Distributing data: key to scalability
So far, we have been assuming that all the data resides in memory. What if the data doesn’t fit in the memory (of one machine)? For instance, JVM has well known limitations on the memory (on 32bit machines, it can support, at best 4GB, and in reality considerably less; on 64bit machines with 64bit JVM, too many issues to maximize the heap), we may want to keep the database out of the JVM process.
There are other reasons why you want to keep outside the process as well. For instance, what if you want to use the same db from multiple apps? What if we want to independently backup and synchronize the database?
The best way to do that would be:
That is, you partition the data and go to different data source (node) for querying. The mapper determines where to go for which data – think of it as a hash function.
For example, let us say all the customer information is partitioned based on the first letter of their name. You don’t need a mapper explicitly – each application can map the query to the node and get the information via a web service or something equally simple.
Of course, with this kind of partitioning a few questions will come up:
- What is the effective way of partitioning the data? (think: There are not that many people whose name starts with Q).
- How do we create partition tolerance? What if one of the nodes goes down? Can we have a different node answer the same query? If we have a different server, how does that synchronize with the original one?
- How do we support transactions? Can we support Atomicity? Concurrency? Isolation? Durability?

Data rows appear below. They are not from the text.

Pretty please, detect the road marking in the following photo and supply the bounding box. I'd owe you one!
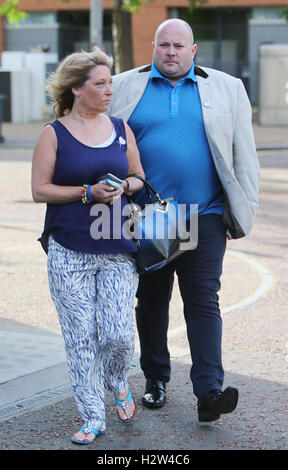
[0,251,275,420]
[222,249,275,313]
[168,249,275,338]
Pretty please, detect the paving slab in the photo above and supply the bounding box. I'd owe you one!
[0,120,287,452]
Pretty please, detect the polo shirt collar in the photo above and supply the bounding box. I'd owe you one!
[150,61,197,83]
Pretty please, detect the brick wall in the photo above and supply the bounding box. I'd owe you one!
[130,0,288,66]
[160,0,288,5]
[1,0,288,66]
[17,0,115,11]
[132,4,168,66]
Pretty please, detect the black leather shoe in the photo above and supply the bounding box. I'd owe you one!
[142,379,166,408]
[198,386,239,422]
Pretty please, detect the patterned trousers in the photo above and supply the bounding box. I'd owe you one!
[47,236,139,432]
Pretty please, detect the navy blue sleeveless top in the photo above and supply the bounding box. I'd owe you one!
[39,116,137,255]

Turns out that there is a theorem (CAP theorem) that shows that you can’t have everything: consistency of the data across all the nodes, availability of the data even if some nodes may fail, and partition tolerance (failure in syncing the data between nodes will not cause problems for the systems, in the short term). The real theorem is more complex – read it up if you want to really know what it says.
So, what do people do? Actually, the compromise in the quality of the database supports interesting real-life situations. For example, let us say that you uploaded a photo from your home and your friend in India doesn’t see if for 2 minutes. Would you be upset? Or, you commented on some thread and somebody else doesn’t see it for a while. Or, your bulletin board doesn’t respond occasionally throwing open a page saying “Please visit in a little while”?

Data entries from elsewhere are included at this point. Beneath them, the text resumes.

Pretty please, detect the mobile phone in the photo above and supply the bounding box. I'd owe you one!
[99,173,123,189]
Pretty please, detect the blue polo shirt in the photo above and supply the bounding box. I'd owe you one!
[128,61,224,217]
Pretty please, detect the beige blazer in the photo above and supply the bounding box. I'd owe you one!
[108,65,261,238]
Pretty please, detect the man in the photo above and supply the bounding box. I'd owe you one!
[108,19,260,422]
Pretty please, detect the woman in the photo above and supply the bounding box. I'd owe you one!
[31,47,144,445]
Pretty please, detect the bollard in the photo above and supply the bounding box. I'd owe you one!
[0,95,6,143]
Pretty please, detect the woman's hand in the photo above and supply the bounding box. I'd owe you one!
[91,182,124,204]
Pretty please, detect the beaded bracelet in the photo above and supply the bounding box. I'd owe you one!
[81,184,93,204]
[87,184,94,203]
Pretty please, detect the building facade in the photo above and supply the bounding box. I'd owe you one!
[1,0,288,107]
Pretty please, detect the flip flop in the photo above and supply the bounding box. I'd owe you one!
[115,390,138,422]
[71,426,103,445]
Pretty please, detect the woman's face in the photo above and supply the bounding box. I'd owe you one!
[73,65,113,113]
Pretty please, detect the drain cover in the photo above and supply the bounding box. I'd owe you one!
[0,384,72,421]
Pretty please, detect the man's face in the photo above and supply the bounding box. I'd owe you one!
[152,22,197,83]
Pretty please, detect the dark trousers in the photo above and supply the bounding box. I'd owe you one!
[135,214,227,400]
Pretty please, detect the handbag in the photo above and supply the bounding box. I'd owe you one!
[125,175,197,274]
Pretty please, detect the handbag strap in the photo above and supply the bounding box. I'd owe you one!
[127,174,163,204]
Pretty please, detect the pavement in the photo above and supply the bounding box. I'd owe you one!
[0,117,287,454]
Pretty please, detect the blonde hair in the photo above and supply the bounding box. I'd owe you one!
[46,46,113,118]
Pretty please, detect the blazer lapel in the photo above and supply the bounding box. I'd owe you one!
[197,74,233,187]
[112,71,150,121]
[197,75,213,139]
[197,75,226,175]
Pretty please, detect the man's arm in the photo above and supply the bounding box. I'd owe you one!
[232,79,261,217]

All of these are examples of specific situations that even with limitations of CAP, can be addressed usefully with these kind of databases.
What is the lesson for us?
Here is what we have seen so far:
For some specific situations, NoSQL databases can offer simpler mode of development and higher performance for web development.
If you are developing some expertise for yourself or your group, these are the areas that could help:
-
Understand and classify the situations for which NoSQL databases work well. Create a flow chart for choosing the right technology components suitable for the problem context.
-
Most enterprises are nervous about the risk – which NoSQL DB is going to survive? They recall the days of betting on Sybase only to ask for migration funding years later. So, create a risk mitigation strategy:
- By creating an API layer that is more semantic in nature and is implemented on more than one NoSQL db.
- By creating a way of syncing the data with the backend Oracle or DB2.
-
Tune the performance by adjusting the level of C or A or P that we need. In fact, you will find out different databases support different CAP. This knowledge is useful to recommend and tune a NoSQL database for a specific need.
In the later posts, I will drill down into these topics to see how we can put together the right solutions for the problems that we face.